Je commençais à distinguer la couverture : elle était noire et jaune, aussi me fit-elle immédiatement penser à la collection « Ma nuit au musée » des éditions Stock. Ne s’agirait-il pas de L’Arche Titanic d’Éric Chevillard où j’embarquais chaque soir, une fois retrouvé mon radeau de fortune ? Nous allions peut-être pouvoir échanger au sujet de quelques espèces disparues et pleurer ensemble ! Arrivée à sa hauteur — c’est-à-dire à hauteur de son nombril, comme la nouvelle génération est très grande, et que les chaussures à plateforme sont en vogue depuis le roman de Michel Houellebecq ou bien l’arrivée de Lady Gaga, la chronologie n’est pas encore très claire —, enfin le titre de l’ouvrage bicolore me sauta à la figure : malheureusement, aucune mention du paquebot ni dudit capitaine. Il s’agissait bien plutôt d’un tsunami commercial. Numéro 1 des ventes, disait le bandeau. Tous mes espoirs s’envolaient en même temps que le ticket de caisse, qu’elle regardait prendre le large avec indifférence, sans bouger l’ongle encapsulé. Finie la connivence ! Je la détestais.

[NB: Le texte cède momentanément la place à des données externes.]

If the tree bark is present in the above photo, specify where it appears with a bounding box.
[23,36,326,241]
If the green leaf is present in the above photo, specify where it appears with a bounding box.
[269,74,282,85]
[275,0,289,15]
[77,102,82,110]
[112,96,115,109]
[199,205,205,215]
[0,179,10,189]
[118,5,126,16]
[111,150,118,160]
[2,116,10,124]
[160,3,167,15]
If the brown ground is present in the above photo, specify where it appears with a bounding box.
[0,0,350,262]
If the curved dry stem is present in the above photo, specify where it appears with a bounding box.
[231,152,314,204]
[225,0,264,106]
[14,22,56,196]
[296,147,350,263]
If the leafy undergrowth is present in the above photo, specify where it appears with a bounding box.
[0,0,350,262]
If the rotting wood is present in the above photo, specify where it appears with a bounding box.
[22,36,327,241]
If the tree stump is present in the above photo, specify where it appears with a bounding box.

D’après l’éditeur, il s’agissait d’un manuel bienveillant et militant, plein de bonne humeur et d’esprit positif. Aussi le livre se proposait-il d’enseigner la méthode « + = + » dans le plus grand respect des mathématiques. D’ajouter qu’il avait coûté 19 euros + 50 centimes, soit quasi 20. Le prix de la positivité.
Tandis que s’éloignait la belle plante adventice, toujours plus près de son téléphone qui était jusqu’ici resté caché derrière la quatrième de couverture, j’avais ramassé le ticket de caisse comme il se doit — et sans désir de reconnaissance car j’œuvrais dans l’ombre comme n’importe quel éboueur, pourtant vêtu d’un gilet réfléchissant. Je l’avais ramassé à l’aide d’une petite cuiller qui ne quittait jamais ma poche comme je m’éparpille facilement une fois mise en miettes.
Disons que j’ai ma propre idée du développement personnel : se démultiplier pour mieux se soustraire. Imaginez donc un livre intitulé Toujours çà et là, qui enseignerait la méthode « × = − » dans le plus grand respect de l’illogique ! Ça ne coûterait quasi rien, de l’inventer.